Prometheus in Kubernetes: Building Production-Grade Monitoring Systems

Prometheus has become the de facto standard for monitoring Kubernetes environments, with over 90% of Cloud Native Computing Foundation members adopting it for their observability needs. Detecting and resolving issues before they impact users requires robust monitoring systems that can handle the dynamic nature of containerized applications.

Kubernetes environments present unique monitoring challenges due to their ephemeral workloads and distributed architecture. Prometheus effectively addresses these challenges through its pull-based metrics collection model and powerful query language. Additionally, when paired with visualization tools like Grafana and complementary logging solutions such as Elastic and Kibana, Prometheus creates a comprehensive observability stack. Recent advancements even include AI-powered agents that can automatically analyze metrics and suggest optimizations.

This guide explores how to build a production-grade Prometheus monitoring system for your Kubernetes clusters, covering everything from architecture fundamentals to advanced scaling techniques. You’ll learn practical steps for installation, configuration, alerting, and long-term storage solutions that ensure your monitoring infrastructure grows alongside your applications.

Prometheus Architecture in Kubernetes Clusters

The architecture of Prometheus within Kubernetes environments follows a modular approach that enables flexible monitoring of dynamic containerized workloads. Understanding this architecture is essential for building resilient monitoring systems that can scale alongside your applications.

Components: Prometheus Server, Exporters, Alertmanager

At the core of the Prometheus ecosystem lies the Prometheus server, which handles metric collection, storage, and query processing. This central component scrapes metrics from configured targets and stores them in a time-series database (TSDB) optimized for numeric data. The server also evaluates alerting rules against collected metrics to identify potential issues.

Exporters serve as bridges between systems and Prometheus by translating metrics into the Prometheus format.

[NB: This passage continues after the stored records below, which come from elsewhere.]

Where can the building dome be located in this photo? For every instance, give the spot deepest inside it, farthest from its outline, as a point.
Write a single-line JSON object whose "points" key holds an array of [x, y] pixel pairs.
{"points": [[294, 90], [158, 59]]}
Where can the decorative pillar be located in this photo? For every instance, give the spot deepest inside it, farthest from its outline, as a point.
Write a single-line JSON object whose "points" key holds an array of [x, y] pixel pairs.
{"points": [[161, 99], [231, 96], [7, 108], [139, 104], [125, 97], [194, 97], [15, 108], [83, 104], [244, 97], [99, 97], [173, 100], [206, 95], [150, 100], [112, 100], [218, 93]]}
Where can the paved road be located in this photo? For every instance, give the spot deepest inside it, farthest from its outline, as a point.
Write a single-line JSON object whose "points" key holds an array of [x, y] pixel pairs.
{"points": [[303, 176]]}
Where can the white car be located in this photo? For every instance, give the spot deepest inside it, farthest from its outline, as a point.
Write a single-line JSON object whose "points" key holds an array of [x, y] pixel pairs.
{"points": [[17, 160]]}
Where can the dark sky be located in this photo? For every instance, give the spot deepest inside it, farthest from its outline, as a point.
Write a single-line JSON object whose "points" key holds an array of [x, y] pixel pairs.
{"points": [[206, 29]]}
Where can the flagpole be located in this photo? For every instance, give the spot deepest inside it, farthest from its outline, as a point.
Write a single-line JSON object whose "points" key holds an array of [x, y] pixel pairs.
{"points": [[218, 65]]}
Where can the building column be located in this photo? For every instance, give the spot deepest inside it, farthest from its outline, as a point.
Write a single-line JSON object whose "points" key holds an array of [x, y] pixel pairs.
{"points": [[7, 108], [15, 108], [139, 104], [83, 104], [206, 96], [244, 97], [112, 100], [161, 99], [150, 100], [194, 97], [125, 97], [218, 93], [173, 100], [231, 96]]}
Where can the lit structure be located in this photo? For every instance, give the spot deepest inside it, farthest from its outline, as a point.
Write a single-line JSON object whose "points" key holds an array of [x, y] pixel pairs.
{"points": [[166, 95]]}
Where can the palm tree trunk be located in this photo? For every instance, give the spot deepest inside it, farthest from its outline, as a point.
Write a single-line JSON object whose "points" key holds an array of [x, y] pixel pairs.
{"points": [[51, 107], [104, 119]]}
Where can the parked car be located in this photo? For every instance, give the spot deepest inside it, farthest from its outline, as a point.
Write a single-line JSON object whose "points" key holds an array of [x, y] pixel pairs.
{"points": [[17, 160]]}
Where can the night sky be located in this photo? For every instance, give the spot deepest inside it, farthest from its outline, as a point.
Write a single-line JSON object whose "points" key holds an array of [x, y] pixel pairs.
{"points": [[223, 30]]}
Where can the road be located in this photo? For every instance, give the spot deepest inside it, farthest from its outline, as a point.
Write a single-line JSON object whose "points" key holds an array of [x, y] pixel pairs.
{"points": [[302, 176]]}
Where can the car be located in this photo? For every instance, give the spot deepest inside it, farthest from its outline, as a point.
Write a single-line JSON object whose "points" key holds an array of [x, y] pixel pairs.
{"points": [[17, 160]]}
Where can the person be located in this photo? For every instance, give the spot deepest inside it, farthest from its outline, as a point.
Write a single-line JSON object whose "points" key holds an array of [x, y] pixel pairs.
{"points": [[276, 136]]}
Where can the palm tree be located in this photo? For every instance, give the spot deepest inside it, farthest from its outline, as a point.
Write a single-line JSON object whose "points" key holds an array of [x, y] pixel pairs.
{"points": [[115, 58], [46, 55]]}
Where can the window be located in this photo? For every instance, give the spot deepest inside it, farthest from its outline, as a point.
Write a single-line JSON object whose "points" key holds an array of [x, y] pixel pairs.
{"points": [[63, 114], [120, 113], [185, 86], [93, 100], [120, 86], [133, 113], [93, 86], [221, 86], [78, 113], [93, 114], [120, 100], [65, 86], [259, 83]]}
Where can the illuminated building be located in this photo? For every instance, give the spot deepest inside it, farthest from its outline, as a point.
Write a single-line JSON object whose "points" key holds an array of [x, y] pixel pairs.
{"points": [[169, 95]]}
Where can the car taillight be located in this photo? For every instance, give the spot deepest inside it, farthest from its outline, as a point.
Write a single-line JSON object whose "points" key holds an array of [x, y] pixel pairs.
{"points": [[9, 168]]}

Notable exporters in Kubernetes environments include:

Node Exporter: Exposes Linux system-level metrics
Kube-state-metrics: Provides insights into Kubernetes object states like deployments, nodes, and pods
cAdvisor: Collects container resource usage metrics (runs as part of Kubelet)

The Alertmanager handles alert processing and notification delivery. It receives alerts from Prometheus servers, then manages deduplication, grouping, routing, silencing, and inhibition of alerts. Furthermore, Alertmanager supports multiple notification channels including Slack, PagerDuty, email, and custom webhooks, allowing teams to receive alerts through their preferred communication tools.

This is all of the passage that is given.